Why is `typename` still necessary even the template type is declared as `class`?

Question

#include <type_traits>

using namespace std;

template<class T> struct IsCharType          { enum { value = false }; };    
template<>        struct IsCharType<char>    { enum { value = true }; };    
template<>        struct IsCharType<wchar_t> { enum { value = true }; };

template<class CharType, class = enable_if<IsCharType<CharType>::value>::type>
struct MyString
{
    MyString()
    {}

    MyString(CharType*)
    {}
};

template<class CharType>
MyString<CharType> GetMyString(CharType* str) // error C2923
{
    return MyString<CharType>(str);
}

int main()
{}

My compiler is VC++ 2013 RC. The code above cannot be compiled because of the error C2923.

error C2923: 'MyString' : 'std::enable_if::value,void>::type' is not a valid template type argument for parameter ''

However, if I change

template<class CharType, class = enable_if<IsCharType<CharType>::value>::type>

to

template<class CharType, class = typename enable_if<IsCharType<CharType>::value>::type>

then it will be OK.

I just wonder why typename is necessary here? In this case, I have two reasons:

1. The compiler can deduce if the second template parameter is a type name; Because I decalred it as class.

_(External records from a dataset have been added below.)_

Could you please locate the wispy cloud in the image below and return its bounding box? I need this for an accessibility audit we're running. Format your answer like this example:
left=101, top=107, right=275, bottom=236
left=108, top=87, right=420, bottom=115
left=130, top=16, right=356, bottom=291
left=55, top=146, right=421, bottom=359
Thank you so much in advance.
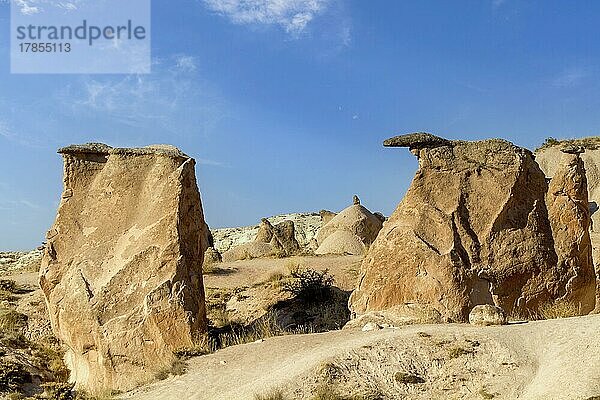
left=175, top=55, right=198, bottom=72
left=492, top=0, right=506, bottom=10
left=57, top=54, right=226, bottom=136
left=196, top=157, right=230, bottom=168
left=12, top=0, right=82, bottom=15
left=204, top=0, right=330, bottom=35
left=0, top=199, right=41, bottom=210
left=552, top=67, right=590, bottom=88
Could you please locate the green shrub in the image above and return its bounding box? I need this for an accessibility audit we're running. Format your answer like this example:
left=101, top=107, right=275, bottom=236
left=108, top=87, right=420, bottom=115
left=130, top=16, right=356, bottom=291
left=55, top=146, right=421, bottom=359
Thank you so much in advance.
left=41, top=382, right=75, bottom=400
left=282, top=268, right=333, bottom=303
left=0, top=279, right=18, bottom=293
left=0, top=360, right=31, bottom=393
left=536, top=301, right=579, bottom=319
left=0, top=309, right=27, bottom=333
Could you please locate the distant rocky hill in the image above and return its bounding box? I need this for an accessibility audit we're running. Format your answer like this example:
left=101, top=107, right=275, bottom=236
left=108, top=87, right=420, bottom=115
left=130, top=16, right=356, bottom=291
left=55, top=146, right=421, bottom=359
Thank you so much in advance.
left=211, top=213, right=321, bottom=254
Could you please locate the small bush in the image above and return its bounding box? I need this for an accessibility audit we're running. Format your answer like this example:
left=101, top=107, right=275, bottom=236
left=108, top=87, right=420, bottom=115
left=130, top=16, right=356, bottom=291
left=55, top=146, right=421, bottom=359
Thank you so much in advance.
left=0, top=289, right=17, bottom=303
left=173, top=344, right=210, bottom=360
left=41, top=382, right=75, bottom=400
left=537, top=301, right=579, bottom=319
left=282, top=268, right=333, bottom=303
left=448, top=346, right=473, bottom=359
left=0, top=309, right=27, bottom=333
left=254, top=389, right=285, bottom=400
left=479, top=388, right=496, bottom=399
left=0, top=360, right=31, bottom=393
left=0, top=279, right=18, bottom=293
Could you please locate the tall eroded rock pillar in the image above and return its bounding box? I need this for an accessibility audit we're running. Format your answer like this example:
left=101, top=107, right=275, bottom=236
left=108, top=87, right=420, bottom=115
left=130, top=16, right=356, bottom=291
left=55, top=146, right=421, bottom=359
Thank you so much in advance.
left=40, top=144, right=208, bottom=392
left=546, top=146, right=596, bottom=314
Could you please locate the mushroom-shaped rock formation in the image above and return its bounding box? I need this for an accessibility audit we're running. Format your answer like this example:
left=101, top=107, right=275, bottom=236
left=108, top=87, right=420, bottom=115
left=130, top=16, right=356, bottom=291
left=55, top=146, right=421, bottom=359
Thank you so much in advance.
left=350, top=134, right=589, bottom=321
left=40, top=144, right=208, bottom=393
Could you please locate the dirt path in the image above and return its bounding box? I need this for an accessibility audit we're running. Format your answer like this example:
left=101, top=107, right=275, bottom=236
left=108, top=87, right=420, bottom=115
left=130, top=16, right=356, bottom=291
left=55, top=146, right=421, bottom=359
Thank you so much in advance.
left=122, top=316, right=600, bottom=400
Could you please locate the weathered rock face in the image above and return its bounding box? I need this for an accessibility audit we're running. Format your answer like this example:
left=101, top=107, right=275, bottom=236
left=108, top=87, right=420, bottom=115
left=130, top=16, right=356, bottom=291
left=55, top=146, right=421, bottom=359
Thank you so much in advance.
left=469, top=304, right=507, bottom=326
left=350, top=134, right=587, bottom=321
left=536, top=137, right=600, bottom=312
left=546, top=152, right=596, bottom=314
left=315, top=203, right=382, bottom=255
left=40, top=144, right=208, bottom=392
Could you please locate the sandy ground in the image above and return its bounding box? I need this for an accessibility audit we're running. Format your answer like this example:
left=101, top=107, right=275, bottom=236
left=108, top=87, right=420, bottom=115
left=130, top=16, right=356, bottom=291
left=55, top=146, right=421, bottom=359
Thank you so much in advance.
left=204, top=255, right=362, bottom=290
left=122, top=316, right=600, bottom=400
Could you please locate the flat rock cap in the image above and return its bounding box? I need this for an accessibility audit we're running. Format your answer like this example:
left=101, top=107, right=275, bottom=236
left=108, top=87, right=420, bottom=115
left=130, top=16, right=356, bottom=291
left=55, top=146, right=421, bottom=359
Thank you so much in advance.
left=383, top=132, right=452, bottom=149
left=58, top=143, right=190, bottom=158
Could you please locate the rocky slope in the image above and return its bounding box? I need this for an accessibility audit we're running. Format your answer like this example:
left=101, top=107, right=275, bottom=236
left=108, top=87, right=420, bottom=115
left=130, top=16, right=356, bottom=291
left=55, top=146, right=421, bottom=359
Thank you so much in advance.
left=119, top=315, right=600, bottom=400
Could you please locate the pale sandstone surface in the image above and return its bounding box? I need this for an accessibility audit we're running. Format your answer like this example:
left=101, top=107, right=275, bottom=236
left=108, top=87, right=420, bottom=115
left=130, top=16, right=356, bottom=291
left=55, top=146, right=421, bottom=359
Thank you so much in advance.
left=212, top=213, right=321, bottom=254
left=315, top=203, right=382, bottom=255
left=40, top=144, right=208, bottom=392
left=350, top=134, right=589, bottom=321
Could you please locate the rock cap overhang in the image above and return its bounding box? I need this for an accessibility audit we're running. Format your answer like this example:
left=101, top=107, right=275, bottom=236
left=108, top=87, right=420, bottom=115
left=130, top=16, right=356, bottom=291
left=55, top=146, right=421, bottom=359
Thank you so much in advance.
left=383, top=132, right=452, bottom=149
left=383, top=132, right=533, bottom=156
left=58, top=143, right=191, bottom=159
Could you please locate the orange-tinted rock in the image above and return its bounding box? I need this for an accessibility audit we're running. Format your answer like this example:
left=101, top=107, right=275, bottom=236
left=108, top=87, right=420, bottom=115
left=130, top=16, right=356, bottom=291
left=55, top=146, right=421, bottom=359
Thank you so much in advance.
left=350, top=134, right=588, bottom=321
left=546, top=151, right=596, bottom=314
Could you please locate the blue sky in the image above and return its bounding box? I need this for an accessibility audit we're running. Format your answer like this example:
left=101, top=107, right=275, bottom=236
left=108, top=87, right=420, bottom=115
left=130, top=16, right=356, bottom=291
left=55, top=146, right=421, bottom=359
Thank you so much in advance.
left=0, top=0, right=600, bottom=249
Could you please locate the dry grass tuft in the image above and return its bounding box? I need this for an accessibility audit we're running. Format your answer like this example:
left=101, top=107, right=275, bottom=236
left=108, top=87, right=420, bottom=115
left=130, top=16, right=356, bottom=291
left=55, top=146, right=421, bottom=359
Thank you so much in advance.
left=394, top=372, right=425, bottom=385
left=254, top=389, right=285, bottom=400
left=536, top=301, right=580, bottom=319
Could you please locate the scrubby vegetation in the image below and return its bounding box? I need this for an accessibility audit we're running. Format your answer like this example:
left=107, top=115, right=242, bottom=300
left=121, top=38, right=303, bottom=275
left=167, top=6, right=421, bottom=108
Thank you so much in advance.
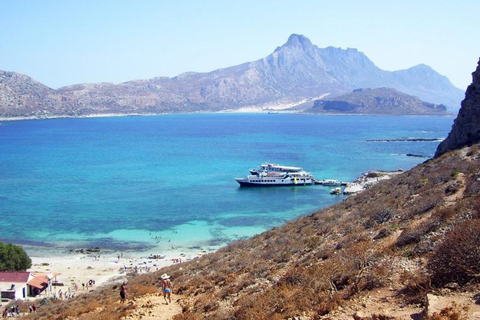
left=0, top=242, right=32, bottom=271
left=20, top=146, right=480, bottom=320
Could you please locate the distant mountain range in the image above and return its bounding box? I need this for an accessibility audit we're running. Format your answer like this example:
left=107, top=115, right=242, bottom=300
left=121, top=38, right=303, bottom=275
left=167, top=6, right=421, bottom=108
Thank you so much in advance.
left=0, top=34, right=464, bottom=118
left=306, top=88, right=447, bottom=115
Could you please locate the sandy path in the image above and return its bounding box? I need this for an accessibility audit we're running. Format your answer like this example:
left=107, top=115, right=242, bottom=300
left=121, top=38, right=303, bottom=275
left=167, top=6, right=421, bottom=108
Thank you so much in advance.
left=124, top=295, right=182, bottom=320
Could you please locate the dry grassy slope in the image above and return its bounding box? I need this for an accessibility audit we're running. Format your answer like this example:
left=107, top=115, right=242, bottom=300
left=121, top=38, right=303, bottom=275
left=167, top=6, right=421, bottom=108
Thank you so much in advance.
left=22, top=145, right=480, bottom=320
left=158, top=146, right=480, bottom=319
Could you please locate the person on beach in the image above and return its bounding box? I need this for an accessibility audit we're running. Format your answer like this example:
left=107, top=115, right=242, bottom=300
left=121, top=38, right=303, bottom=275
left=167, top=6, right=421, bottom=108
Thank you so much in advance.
left=120, top=282, right=127, bottom=303
left=161, top=273, right=173, bottom=304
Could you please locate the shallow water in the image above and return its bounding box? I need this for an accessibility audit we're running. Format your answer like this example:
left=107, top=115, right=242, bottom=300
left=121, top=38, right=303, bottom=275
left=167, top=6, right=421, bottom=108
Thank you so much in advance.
left=0, top=114, right=453, bottom=254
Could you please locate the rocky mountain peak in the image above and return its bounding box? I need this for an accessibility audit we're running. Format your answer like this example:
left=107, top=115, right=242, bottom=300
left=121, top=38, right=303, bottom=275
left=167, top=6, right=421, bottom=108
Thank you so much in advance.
left=275, top=34, right=315, bottom=51
left=435, top=60, right=480, bottom=157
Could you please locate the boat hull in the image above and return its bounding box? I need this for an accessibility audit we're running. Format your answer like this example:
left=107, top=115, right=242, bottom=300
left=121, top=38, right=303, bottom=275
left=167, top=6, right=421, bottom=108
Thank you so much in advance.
left=235, top=178, right=315, bottom=187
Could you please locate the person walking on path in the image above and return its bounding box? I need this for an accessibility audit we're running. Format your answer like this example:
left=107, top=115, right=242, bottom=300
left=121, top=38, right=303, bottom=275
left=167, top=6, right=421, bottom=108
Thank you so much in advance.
left=161, top=273, right=173, bottom=304
left=120, top=282, right=127, bottom=303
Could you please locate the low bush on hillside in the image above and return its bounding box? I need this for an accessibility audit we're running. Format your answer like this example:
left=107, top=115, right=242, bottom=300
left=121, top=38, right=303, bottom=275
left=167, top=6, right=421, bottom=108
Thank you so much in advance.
left=427, top=219, right=480, bottom=286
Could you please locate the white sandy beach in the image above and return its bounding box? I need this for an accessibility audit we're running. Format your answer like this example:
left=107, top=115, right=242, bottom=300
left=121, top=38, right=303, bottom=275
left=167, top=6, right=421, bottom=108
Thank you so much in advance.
left=28, top=250, right=206, bottom=296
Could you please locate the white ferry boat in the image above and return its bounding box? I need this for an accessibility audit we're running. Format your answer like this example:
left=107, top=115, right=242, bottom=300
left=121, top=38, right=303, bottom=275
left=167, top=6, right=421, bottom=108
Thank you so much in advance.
left=250, top=163, right=303, bottom=175
left=235, top=164, right=317, bottom=187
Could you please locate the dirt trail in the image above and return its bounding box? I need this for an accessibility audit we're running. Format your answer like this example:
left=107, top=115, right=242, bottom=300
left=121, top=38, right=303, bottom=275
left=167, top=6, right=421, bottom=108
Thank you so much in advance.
left=124, top=295, right=182, bottom=320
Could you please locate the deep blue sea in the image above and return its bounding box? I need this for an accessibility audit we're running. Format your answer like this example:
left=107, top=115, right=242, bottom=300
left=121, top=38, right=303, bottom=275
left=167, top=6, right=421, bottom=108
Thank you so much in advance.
left=0, top=114, right=453, bottom=255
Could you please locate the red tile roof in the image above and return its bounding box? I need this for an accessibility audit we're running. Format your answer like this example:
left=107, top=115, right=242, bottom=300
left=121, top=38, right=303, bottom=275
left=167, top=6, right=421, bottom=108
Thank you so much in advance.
left=0, top=271, right=30, bottom=283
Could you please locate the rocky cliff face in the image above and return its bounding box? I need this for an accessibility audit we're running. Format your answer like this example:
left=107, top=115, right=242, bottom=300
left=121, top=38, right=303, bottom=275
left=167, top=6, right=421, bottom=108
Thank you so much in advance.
left=0, top=34, right=463, bottom=118
left=435, top=60, right=480, bottom=157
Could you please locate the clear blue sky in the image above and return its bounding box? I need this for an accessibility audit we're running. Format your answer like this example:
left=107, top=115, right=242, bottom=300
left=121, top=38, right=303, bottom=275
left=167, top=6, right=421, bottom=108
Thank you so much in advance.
left=0, top=0, right=480, bottom=90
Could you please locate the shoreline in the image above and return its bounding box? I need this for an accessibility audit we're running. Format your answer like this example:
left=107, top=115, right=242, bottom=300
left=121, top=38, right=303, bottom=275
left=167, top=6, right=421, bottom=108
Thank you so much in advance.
left=27, top=248, right=218, bottom=299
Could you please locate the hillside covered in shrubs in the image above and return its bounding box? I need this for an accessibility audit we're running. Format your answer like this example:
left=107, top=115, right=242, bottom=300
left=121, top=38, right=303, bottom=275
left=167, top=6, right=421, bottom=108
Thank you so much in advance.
left=21, top=145, right=480, bottom=320
left=15, top=59, right=480, bottom=320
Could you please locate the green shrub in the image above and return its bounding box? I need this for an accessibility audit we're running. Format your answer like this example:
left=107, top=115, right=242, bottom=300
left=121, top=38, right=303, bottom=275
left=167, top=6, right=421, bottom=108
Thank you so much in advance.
left=0, top=242, right=32, bottom=271
left=427, top=219, right=480, bottom=286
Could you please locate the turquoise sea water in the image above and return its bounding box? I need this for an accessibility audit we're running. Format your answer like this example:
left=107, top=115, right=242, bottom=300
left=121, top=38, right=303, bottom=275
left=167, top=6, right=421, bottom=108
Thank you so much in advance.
left=0, top=114, right=453, bottom=254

2. Even if the compiler cannot deduce if it is a type name, as per the SFINAE rule, the compiler should not fail because the template function GetMyString is not called.

Answer 1

You have not declared it as class. Your template parameter declaration

class = enable_if<IsCharType<CharType>::value>::type

is a declaration of an unnamed type parameter. We can give this parameter an explicit name, e.g.

class U = enable_if<IsCharType<CharType>::value>::type

So in this case it is U that is declared as type parameter ("as class").

Meanwhile, everything to the right of = is not "declared as class". It is interpreted by the compiler in accordance with general rules, without any regard to the fact that it happens to be a default argument for a type parameter.

Logic like "since this is a default argument for a type parameter, the compiler must realize by itself that this is a type" does not apply here simply because the language specification does not say it applies. Moreover, the language standard actually says

A name used in a template declaration or definition and that is dependent on a template-parameter is assumed not to name a type unless the applicable name lookup finds a type name or the name is qualified by the keyword typename.

This means that the compiler is required to assume that

enable_if<IsCharType<CharType>::value>::type

is not a type, which is contrary to what you expect it to do.

The language does have a number of contexts where dependent name is unconditionally assumed to name a type. That includes constructor initializer lists, base class specifiers and elaborated type specifiers. But default arguments for template type parameter is not one of such contexts.

SFINAE does not save the situation here. SFINAE, as the name suggests, works at the time of substitution. Your code never gets to substitution, it breaks much earlier. It is simply an invalid template definition.